Ifo Viewpoint No. 16: A step in the right direction

Autor/en
Hans-Werner Sinn
Munich, 18 October 2000

New impetus in the pension reform debate has come from the study presented in 1998 by the Scientific Advisory Council of the Ministry of Economics. The years of denying the demographic problems are now finally over. Germans have fewer children than they once had, so few that pension insurance will drift into crisis if nothing is done.

The looming crisis can only be avoided by reducing future benefits and by investing the money that was not spent on child rearing in the capital market in order to secure future pensions since we cannot expect this from the fewer children we have.

As proposed by the Council, the government is recommending an annual capital investment of 4%, a level which is not to be reached by 2008, however. At the same time, the increase in pensions benefits will be reduced. Benefits will be increasingly lowered for both old and new retirees over the course of time since the recommended capital formation will reduce the basis of assessment for calculating benefits. In addition, new retirees will experience special reductions vis-à-vis the older retirees.

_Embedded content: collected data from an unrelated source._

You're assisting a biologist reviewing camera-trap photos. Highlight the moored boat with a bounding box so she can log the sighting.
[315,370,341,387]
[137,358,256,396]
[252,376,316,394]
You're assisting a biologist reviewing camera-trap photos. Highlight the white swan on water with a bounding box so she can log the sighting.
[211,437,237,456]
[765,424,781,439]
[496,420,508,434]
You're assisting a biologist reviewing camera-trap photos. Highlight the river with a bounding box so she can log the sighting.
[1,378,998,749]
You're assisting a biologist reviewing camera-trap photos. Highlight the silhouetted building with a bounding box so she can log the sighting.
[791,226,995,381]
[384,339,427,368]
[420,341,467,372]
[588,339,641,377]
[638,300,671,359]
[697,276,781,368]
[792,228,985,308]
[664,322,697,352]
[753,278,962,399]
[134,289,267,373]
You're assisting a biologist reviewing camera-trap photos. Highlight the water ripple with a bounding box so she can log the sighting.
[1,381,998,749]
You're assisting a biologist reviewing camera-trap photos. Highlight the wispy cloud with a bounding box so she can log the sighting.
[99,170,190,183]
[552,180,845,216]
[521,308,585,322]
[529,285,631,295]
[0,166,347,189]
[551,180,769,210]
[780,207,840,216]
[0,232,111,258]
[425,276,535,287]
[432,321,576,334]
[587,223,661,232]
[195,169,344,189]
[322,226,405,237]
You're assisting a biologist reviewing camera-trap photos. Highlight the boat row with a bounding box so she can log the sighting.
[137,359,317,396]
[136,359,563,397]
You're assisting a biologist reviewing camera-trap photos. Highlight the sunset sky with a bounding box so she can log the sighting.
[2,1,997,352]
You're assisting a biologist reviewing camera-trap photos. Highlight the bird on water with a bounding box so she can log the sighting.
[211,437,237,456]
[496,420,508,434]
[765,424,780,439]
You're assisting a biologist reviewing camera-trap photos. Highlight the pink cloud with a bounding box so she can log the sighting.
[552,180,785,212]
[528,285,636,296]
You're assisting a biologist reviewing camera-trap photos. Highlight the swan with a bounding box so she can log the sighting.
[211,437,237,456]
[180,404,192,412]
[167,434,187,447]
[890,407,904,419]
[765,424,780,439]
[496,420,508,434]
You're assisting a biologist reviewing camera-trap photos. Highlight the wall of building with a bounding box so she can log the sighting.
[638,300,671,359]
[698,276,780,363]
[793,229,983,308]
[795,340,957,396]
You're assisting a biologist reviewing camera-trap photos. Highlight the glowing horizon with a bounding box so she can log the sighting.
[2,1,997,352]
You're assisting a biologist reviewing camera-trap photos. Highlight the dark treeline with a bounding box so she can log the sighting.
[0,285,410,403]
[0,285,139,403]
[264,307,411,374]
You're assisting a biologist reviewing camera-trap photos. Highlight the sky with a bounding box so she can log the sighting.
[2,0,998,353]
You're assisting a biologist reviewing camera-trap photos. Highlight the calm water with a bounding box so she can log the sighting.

The improved situation of the older retirees is welcome in keeping with the sense of justice between generations since those who retire before 2011 are still part of the generations that raised comparatively more children and who have not caused the pension problem. That the following generations should receive gradually lower benefits is logical since they have also gradually accounted for fewer children (Sinn and Werding, Schnelldienst 18/2000). It is also right that pensions should be differentiated according to the individual number of children. The socialisation of the pension contribution of one's own children, that was enforced by the old pension insurance system, will thus be eliminated. In future, both the funded as well as the pay-as-you-go portion of pensions will depend on how much one has contributed to the financing of these pensions.

A somewhat disturbing aspect of the reform concept is the redefinition of net wages by the deduction of the recommended capital formation. This redefinition optically increases the "pension level" - which will only be 62% of net wages in 2030 - to the target level of 64%. Another fault is that the government still operates with a set of very favourable assumptions that give the impression that the contribution rate will only rise to 22% by 2030. According to calculations of the Ifo Institute, the rate in this year would be 23%, and by 2035 an increase in the contribution rate to 24% must be expected. If the recommended capital formation is factored in, the total burden adds up to 28%. This is the figure that would result without the reform and that politicians have wanted to avoid. The proposal of the Scientific Council to start earlier with a higher savings rate and to reduce this rate in the crisis years deserves just as much attention as the recommendation of the Ifo Institute, based on generational balances, that the contribution rate be locked at 20% and that even farther-reaching cuts in the pay-as-you-go benefits be accepted.

Apart from this, the reform proposal is a step in the right direction and a good basis for a compromise with the hopefully bolder demands of the opposition.

Time is short. A structural majority still exists for a reduction in benefits, but this majority will shrink each year. Once the pension crisis has truly begun, it will be too late for reforms since the majority of voters will be among the losers of such reforms. Then the pension system will topple, and with it perhaps the country as a whole.